I've never had an issue with keeping mine in
Just keep them well fed


----------



## OneFineAcre (Jun 24, 2017)

Use woven wire fence instead of welded wire 
It's better


----------



## WildIrishRose (Jun 25, 2017)

I would, ultimately, like to get a couple does that are already bred and experienced in the matter. Or at least one that is bred and has had at least a couple kids before, and maybe another younger doe. Might be a better way to ease into this that way. And then a buck at some point, probably not right away. And if there's a buckling that I really like from a breeding, I'd probably make that a whether and let it be a pet/companion for the buck. 
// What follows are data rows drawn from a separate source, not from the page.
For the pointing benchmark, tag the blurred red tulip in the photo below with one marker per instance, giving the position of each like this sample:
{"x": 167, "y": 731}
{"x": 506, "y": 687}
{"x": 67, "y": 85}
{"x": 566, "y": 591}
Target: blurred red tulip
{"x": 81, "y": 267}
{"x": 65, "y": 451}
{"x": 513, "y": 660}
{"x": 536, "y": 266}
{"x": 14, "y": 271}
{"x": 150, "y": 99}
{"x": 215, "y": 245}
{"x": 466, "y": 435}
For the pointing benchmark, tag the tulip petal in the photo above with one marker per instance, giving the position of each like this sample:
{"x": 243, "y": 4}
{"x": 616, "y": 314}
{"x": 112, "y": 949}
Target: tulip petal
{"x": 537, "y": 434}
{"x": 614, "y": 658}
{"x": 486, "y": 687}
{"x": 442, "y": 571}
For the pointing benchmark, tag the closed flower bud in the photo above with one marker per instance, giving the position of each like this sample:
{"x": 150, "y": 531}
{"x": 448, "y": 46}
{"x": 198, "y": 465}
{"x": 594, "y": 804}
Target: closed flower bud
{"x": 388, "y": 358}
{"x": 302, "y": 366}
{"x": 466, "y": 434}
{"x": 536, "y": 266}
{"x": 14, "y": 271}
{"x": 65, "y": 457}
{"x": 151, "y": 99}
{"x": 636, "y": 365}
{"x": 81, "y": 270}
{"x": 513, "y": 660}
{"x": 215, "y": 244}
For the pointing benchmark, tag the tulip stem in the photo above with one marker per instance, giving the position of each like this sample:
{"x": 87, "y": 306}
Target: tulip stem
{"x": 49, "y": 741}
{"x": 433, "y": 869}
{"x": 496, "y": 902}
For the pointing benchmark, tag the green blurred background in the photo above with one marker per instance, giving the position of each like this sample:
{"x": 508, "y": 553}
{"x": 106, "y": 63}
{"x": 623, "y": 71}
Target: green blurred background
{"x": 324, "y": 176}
Thanks for the awesome advice on the fencing! :]
On the matter of hay.  Now I'm really only familiar with horses. But for goats, can you provide them with a round bale of coastal hay, and they be happy? I don't really like doing that with horses because of the way that their guts work, but I wonder if it would work for the goats. Plus, I can imagine climbing all over it would be great fun for them for a while. lol


----------



## Mini Horses (Jun 25, 2017)

YES -- goat & chicken math are alike....except, goats are so very cute, so very cuddly, so very keepable!!  

Round bales -- what you want to be very careful with is that the goats will eat "into" the round and then collapse can occur.  Goats have been suffocated like this...especially the small ones as they all love to crawl into/onto things where the do not belong.   Properly used, rounds can work.


----------



## Mini Horses (Jun 25, 2017)

OneFineAcre said:


> An acre is enough room to have Bucks and does separate
> I had close to 20 at one point on an Acre



You should get an "ENABLER AWARD" for this


----------



## WildIrishRose (Jun 25, 2017)

Oh my word! Honestly, this doesn't surprise me too much. Silly mischievous goats. lol I'll have to read up on how to prevent that. 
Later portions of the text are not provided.